How Exercise Builds More Mitochondria
One of the most practical things about mitochondria is that you can increase their numbers through endurance exercise. When muscles contract repeatedly, several things happen simultaneously: calcium floods the muscle fibers, energy reserves drop, and stress-sensing enzymes activate. These signals converge on a master regulator protein that drives the creation of new mitochondria, a process called mitochondrial biogenesis.

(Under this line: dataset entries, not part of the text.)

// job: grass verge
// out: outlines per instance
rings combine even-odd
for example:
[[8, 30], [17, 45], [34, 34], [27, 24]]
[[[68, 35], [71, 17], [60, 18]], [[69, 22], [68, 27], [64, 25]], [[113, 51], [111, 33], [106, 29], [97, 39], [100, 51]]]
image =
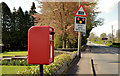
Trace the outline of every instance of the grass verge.
[[[18, 71], [25, 70], [28, 66], [0, 66], [2, 74], [17, 74]], [[31, 68], [36, 66], [30, 66]]]

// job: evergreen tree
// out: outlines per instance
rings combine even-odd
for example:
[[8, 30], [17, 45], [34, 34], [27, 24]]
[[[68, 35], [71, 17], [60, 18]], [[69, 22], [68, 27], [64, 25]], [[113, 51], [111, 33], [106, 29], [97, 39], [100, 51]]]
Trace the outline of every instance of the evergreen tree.
[[34, 15], [35, 13], [37, 13], [37, 12], [35, 11], [35, 9], [36, 9], [35, 3], [32, 2], [32, 6], [31, 6], [31, 9], [30, 9], [30, 11], [29, 11], [30, 15]]

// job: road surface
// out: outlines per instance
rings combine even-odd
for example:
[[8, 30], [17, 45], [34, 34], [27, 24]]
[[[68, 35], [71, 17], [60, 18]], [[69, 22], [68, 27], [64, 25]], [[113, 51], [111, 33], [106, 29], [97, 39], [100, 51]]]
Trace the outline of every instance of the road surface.
[[91, 48], [91, 58], [94, 62], [96, 74], [119, 74], [120, 48], [108, 47], [94, 43], [88, 43]]

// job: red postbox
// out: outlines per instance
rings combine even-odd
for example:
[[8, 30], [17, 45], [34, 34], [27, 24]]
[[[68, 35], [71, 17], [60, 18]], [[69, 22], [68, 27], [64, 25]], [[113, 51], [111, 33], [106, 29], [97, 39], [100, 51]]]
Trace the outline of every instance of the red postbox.
[[54, 62], [54, 29], [50, 26], [33, 26], [28, 31], [28, 64]]

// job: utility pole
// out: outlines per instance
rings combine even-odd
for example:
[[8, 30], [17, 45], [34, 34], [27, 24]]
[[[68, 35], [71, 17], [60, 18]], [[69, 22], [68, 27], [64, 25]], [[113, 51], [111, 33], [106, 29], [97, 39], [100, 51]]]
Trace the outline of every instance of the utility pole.
[[[80, 0], [79, 0], [79, 6], [80, 6]], [[81, 32], [78, 32], [78, 56], [81, 58]]]
[[113, 38], [113, 25], [112, 25], [112, 43], [114, 43], [114, 38]]

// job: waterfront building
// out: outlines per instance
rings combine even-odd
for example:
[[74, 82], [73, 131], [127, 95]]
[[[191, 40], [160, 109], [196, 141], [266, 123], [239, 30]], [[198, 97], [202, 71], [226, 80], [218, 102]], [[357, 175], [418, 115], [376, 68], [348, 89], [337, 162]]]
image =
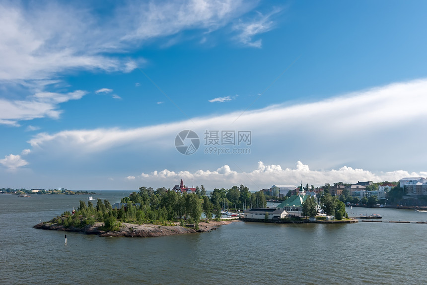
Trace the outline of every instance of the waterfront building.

In the early stages of an endurance exercise program, this master regulator is activated by direct chemical modification. With sustained training over weeks and months, the body increases production of the regulator itself, creating a more permanent increase in mitochondrial capacity. This is a core reason why aerobic fitness improves with training: your muscle cells literally build more power plants. Mice engineered to overproduce this regulator in their skeletal muscle developed more mitochondria and shifted toward slow-twitch muscle fibers, which have higher endurance capacity, without any exercise at all.